Treiber für nachhaltiges Management

Die wichtigsten Treiber sind typenübergreifend die Erwartungen von Kunden oder Geschäftspartnern (39 Prozent), die Zukunftssicherung des Unternehmens (36 Prozent) sowie die Glaubwürdigkeit nachhaltiger Geschäftsmodelle (35 Prozent).

Die Tiefeninterviews lassen je nach Typ unterschiedliche Treiber erkennen. Für Wegbereiter stehen Werteentscheidungen der Führungskräfte und/oder Eigentümer sowie das Motiv einer langfristigen, vorausschauenden Zukunftssicherung des Unternehmens im Vordergrund.
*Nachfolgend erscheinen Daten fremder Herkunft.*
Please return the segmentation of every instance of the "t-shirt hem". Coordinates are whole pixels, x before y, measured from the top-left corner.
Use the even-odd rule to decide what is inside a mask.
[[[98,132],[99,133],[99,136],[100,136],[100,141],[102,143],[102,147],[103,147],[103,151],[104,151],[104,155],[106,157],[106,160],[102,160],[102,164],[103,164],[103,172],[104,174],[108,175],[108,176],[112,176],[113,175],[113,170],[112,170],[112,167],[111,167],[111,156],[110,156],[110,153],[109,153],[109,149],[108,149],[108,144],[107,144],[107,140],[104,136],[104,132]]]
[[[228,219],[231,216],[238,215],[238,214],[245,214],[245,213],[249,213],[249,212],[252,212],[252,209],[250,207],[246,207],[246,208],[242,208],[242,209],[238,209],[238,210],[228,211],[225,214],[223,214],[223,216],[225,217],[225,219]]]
Routiniers nannten insbesondere Vorgaben des Gesetzgebers und von externen Kapitalgebern. Einsteiger nannten in den Gesprächen häufig die gestiegenen Erwartungen jüngerer Mitarbeiter und Bewerber als Treiber für Nachhaltigkeit. Bei den Skeptikern sind es weniger persönliche Überzeugungen, die zu Nachhaltigkeit führen, sondern bestehende oder sich abzeichnende Problemlagen wie Personalbeschaffung, Kundenbindung oder steigender Kostendruck.
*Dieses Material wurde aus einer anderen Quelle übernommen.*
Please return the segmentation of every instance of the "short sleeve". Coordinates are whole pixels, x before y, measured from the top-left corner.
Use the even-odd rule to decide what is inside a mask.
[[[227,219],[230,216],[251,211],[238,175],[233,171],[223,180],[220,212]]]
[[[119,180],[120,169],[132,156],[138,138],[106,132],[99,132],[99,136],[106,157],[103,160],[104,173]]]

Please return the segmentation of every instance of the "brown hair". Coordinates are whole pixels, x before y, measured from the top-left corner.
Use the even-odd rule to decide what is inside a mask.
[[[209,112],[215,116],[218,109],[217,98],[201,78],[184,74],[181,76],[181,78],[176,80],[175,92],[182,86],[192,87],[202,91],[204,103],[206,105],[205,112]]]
Divergierende Haltungen zu Nachhaltigkeit in der Unternehmensführung

Das Studienpapier schlüsselt des Weiteren auch auf, welche Hemmnisse die einzelnen Typen sehen und welche konkreten ESG-Maßnahmen sie anstoßen.

Insgesamt zeigt die Studie, dass der Mittelstand in Bezug auf nachhaltiges Wirtschaften kein monolithischer Block ist. Die Motive der Unternehmerpersönlichkeiten und ihre jeweilige Einstellung zu regulatorischen Anforderungen sind sehr unterschiedlich.